It seems that when the KAS is enabled, you connect to it via a wss://
endpoint, based on what that documentation says:
The agent server for Kubernetes is installed and available on GitLab.comat wss://kas.gitlab.com. If you use self-managed GitLab, you mustinstall an agent server or specify an external installation.
If that is true that is always on a wss://, then we likely will need
to know what nginx modifications would be needed to support websockets
like this.
Actually, we do already have some websocket pieces setup in the nginx
configuration. I did those to make the web terminal work for k8s in our
earlier experimentation!
I'm unsure if they are sufficient, but I've enabled the kas option, so
maybe you could try it and see if it works?
I created a testgroup, and clicked on the Kubernetes menu entry, but I only see the option to use the deprecated cert-based kubernetes integration (0xacab.org runs gitlab 14.8.4):
I see that you created a KAS agent registration token, but it hasn't
connected yet. Perhaps this has to be sorted before you can connect a
cluster without a certificate?
Sorry for the delay, but I'm in the process of creating a VM -> k8s cluster -> gitlab agent, which turned out to take longer than expected - who would have thought that
I'll let you know once I made it to the top of that list
Now I finally installed the agent and configured it with the token I got from registering it in the gitlab UI (and the KAS server URL wss://0xacab.org, hope this is right (wss://kas.0xacab.org didn't resolve).

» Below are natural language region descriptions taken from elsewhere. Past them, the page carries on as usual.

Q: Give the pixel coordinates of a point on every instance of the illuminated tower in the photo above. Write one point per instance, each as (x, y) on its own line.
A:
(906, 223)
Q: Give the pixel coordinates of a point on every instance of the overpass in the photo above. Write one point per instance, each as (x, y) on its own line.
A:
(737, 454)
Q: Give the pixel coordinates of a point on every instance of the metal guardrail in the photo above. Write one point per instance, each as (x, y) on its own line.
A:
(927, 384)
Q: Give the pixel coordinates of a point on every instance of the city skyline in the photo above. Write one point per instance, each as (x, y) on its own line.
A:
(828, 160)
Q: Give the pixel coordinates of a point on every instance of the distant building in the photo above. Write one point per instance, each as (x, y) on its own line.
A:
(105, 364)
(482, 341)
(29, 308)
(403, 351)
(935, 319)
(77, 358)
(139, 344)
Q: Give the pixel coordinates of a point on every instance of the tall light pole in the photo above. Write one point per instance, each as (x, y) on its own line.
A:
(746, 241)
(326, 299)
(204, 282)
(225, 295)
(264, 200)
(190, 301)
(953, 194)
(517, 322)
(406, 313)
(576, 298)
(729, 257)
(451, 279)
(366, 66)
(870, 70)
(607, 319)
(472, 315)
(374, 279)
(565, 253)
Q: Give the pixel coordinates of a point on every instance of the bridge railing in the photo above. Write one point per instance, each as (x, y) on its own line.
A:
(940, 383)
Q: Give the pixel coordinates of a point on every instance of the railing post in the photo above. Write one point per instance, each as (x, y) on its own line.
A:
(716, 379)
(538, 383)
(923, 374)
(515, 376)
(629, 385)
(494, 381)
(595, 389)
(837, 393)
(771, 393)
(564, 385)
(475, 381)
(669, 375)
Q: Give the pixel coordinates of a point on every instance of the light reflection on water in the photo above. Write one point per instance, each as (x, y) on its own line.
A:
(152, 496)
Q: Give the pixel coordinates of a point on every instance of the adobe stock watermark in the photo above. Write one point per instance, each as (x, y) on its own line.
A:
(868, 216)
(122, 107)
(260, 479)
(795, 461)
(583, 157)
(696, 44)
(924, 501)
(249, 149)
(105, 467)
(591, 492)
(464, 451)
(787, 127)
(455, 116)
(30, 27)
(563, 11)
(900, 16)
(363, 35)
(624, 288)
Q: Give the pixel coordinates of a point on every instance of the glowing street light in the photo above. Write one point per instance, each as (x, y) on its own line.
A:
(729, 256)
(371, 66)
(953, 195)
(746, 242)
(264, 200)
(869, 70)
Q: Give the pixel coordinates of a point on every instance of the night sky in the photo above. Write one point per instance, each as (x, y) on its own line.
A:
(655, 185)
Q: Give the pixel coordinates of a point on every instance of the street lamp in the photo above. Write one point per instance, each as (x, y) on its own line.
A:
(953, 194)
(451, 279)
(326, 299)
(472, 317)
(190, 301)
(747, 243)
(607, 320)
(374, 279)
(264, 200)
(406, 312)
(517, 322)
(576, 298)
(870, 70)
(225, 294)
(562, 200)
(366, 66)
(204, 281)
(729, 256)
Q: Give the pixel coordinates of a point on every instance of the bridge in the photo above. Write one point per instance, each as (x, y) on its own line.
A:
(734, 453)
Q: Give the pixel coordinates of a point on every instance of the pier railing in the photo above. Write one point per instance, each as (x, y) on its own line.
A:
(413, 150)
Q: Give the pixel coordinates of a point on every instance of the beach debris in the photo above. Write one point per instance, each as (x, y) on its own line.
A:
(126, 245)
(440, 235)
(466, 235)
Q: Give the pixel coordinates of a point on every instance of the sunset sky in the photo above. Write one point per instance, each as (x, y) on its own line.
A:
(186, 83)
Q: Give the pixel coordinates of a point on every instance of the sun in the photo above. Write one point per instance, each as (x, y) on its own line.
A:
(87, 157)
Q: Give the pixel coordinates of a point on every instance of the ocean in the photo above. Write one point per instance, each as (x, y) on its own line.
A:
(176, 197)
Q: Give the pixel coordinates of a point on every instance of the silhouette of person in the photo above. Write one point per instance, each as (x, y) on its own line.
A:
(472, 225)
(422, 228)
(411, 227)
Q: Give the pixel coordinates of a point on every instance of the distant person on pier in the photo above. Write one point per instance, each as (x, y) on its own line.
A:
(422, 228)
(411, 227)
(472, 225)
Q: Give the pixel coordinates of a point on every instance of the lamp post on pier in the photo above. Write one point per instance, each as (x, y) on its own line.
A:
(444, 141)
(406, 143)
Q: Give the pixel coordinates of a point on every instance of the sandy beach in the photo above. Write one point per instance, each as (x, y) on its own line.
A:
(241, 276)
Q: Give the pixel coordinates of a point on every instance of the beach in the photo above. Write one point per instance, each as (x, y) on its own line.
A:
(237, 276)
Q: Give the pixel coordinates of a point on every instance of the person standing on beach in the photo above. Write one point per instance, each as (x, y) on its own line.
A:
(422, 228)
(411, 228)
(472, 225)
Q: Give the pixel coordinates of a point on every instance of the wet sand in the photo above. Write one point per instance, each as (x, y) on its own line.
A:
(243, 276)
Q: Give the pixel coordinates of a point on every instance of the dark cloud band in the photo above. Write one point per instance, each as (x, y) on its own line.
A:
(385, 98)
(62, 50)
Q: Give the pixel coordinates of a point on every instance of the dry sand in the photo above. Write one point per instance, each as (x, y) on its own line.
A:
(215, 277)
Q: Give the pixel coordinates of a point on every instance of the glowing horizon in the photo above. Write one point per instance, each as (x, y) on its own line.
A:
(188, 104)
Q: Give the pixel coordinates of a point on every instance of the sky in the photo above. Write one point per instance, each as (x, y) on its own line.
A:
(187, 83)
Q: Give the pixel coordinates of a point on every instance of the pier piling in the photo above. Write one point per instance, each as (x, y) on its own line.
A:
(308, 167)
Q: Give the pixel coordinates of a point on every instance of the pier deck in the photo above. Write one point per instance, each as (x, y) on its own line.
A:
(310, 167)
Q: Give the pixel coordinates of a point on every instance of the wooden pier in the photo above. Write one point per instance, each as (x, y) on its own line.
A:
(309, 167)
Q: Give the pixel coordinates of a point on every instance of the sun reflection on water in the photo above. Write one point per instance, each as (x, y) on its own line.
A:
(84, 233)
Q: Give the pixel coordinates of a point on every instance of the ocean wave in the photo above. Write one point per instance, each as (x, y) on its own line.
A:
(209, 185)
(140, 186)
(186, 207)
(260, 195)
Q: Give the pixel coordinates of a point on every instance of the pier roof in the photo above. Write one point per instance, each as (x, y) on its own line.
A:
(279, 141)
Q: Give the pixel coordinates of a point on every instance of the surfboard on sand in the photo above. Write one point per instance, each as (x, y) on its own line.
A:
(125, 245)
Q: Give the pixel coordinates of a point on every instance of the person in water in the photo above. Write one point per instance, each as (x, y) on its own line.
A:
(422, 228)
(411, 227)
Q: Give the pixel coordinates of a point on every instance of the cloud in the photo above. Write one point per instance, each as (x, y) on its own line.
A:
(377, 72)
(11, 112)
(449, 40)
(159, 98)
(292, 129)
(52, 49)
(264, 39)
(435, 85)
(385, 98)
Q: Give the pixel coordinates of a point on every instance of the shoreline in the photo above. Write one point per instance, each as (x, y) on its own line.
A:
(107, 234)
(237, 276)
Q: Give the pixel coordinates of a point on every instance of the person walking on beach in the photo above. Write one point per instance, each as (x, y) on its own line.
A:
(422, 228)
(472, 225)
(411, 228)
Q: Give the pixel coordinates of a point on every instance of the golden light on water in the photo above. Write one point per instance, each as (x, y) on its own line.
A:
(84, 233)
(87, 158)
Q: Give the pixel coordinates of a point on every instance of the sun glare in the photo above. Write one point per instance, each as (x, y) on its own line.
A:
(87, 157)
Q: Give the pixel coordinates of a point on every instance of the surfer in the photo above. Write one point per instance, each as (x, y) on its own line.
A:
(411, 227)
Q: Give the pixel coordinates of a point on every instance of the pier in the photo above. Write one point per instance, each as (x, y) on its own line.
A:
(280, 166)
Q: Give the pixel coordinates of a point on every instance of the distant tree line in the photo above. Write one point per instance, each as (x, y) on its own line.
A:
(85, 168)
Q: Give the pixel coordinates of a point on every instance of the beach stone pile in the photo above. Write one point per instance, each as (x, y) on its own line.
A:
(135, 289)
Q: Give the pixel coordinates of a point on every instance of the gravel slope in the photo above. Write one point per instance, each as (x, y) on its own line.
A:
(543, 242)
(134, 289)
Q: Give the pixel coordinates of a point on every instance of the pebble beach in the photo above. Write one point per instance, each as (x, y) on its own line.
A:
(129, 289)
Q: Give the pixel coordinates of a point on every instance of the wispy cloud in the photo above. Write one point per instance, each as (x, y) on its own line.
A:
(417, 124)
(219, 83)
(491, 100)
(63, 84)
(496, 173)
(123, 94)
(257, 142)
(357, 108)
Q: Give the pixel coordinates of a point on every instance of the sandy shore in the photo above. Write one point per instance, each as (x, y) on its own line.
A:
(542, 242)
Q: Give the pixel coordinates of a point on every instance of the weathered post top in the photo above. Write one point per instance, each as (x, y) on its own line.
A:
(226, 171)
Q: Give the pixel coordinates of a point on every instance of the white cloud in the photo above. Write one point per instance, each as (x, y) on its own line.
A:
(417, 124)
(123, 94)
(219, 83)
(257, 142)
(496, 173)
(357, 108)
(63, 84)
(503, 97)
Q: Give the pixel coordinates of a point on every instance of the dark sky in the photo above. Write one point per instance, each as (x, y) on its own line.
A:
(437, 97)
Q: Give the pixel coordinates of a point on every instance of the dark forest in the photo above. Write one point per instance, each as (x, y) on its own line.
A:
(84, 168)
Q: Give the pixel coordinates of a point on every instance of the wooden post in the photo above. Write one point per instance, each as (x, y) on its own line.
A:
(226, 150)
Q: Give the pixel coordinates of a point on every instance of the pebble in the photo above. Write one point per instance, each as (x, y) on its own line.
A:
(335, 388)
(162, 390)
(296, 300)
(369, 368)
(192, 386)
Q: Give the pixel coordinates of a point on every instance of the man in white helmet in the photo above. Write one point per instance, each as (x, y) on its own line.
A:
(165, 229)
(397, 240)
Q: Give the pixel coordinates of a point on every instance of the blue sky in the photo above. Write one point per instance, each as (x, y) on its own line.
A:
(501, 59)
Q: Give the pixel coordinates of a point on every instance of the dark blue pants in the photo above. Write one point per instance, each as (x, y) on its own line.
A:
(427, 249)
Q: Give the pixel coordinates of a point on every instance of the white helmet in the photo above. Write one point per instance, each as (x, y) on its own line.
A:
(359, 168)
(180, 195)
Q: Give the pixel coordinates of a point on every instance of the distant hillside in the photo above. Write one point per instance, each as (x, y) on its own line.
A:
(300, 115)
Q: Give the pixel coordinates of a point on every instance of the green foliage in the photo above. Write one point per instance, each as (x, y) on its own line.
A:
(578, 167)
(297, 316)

I see these errors in the agent pod:
{"level":"error","time":"2022-03-21T22:10:37.069Z","msg":"Error handling a connection","mod_name":"reverse_tunnel","error":"Connect(): rpc error: code = Unavailable desc = connection error: desc = \"transport: Error while dialing failed to WebSocket dial: expected handshake response status code 101 but got 400\""}{"level":"warn","time":"2022-03-21T22:11:41.625Z","msg":"GetConfiguration failed","error":"rpc error: code = Unavailable desc = connection error: desc = \"transport: Error while dialing failed to WebSocket dial: expected handshake response status code 101 but got 400\""}
I got another agent connected fine to gitlab.com with the same setup (only a different URL/token combination), so i'm pretty sure the issue is on 0xacab's site.
Happy to help however I can from my side.
Cool! How did you get it to connect? After I made the websocket changes, I tried a few things (eg. made a change to the agent yaml) but couldn't get a change. Maybe you had to start it on your side?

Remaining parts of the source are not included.